In a stunning turn of events, USDA has deactivated it’s Animal Care Search Tool, as indicated on its website:
USDA inspection reports of licensees pursuant to the Animal Welfare Act, among other data, were previously available on this search engine.
The following alert is provided when clicking on the link (now deactivated):
Courts are continuously issuing decisions that provide agencies with guidance on interpreting and applying laws applicable to the release of information to the public by the Federal government, including the Privacy Act and Freedom of Information Act. In addition, the U.S. Department of Justice maintains comprehensive guidance involving the Privacy Act, Freedom of Information Act, and other laws, and updates such guidance based on legal developments. APHIS, with the support from the Office of the General Counsel, continuously monitors these sources of information and makes refinements to APHIS’ practices, as needed.
Based on our commitment to being transparent, remaining responsive to our stakeholders’ informational needs, and maintaining the privacy rights of individuals, APHIS is implementing actions to remove documents it posts on APHIS’ website involving the Horse Protection Act (HPA) and the Animal Welfare Act (AWA) that contain personal information. These documents include inspection reports, research facility annual reports, regulatory correspondence (such as official warnings), lists of regulated entities, and enforcement records (such as pre-litigation settlement agreements and administrative complaints) that have not received final adjudication. In addition, APHIS will review and redact, as necessary, the lists of licensees and registrants under the AWA, as well as lists of designated qualified persons (DQPs) licensed by USDA-certified horse industry organizations to ensure personal information is not released to the general public.
Those seeking information from APHIS regarding inspection reports, research facility annual reports, regulatory correspondence, and enforcement records should submit Freedom of Information Act requests for that information. Records will be released when authorized and in a manner consistent with the FOIA and Privacy Act. If the same records are frequently requested via the Freedom of Information Act process, APHIS may post the appropriately redacted versions to its website. In addition, some enforcement records (such as initial decision and orders, default decisions, and consent decisions) are available on the USDA’s Office of Administrative Law Judge’s website (https://www.oaljdecisions.dm.usda.gov).
For more information on preparing and submitting Freedom of Information Act requests, please visit https://efoia-pal.usda.gov/palMain.aspx.
So what does this change in policy mean for businesses, like pet stores in certain towns, cities, and states, that are required to provide USDA inspection reports to their customers, upon request or the purchase of a puppy?
It depends (naturally).
If the law requiring such disclosure specifies that the inspection reports are to be obtained from the USDA website, there is now a reason why the pet stores cannot comply.
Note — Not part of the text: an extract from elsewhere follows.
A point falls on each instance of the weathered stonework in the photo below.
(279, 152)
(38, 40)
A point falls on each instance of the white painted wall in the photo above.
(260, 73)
Those enforcing the law, as written, should accept the fact that the former requirement is now a legal impossibility.
If the law requiring such disclosure is not specific about where the pet store must obtain the inspection reports, then the pet stores may have to obtain those documents from their sources. Certainly, they will be unable to obtain the reports quickly through a FOIA request (unless that process has drastically changed). Even if obtainable through FOIA, it seems likely that the breeder’s personal information, required by many laws, will be redacted by USDA.
It will be incredibly interesting and insightful to hear more about the legal basis USDA relied upon to protect this personal information under the Privacy Act and other laws, as mentioned in the alert.
It seems likely that USDA will be explaining this in court when this policy is undoubtedly challenged. See some of their thinking at their Q&A on their website.
Without access to USDA inspection reports, animal activists, intent on closing pet stores and eliminating dog breeding, will be unable to misrepresent the meaning of non-compliant citations on those reports, as they have consistently done to convince legislators to ban sales of pets based on mere citations. Such citations do not mean that licensees have violated the AWA. As described in USDA’s alert, inspection reports and other legal proceedings that have not received final adjudication are no longer available. Hopefully, this will help ensure that licensees are provided with due process of the law that the Constitution and justice requires before their businesses are effectively shuttered.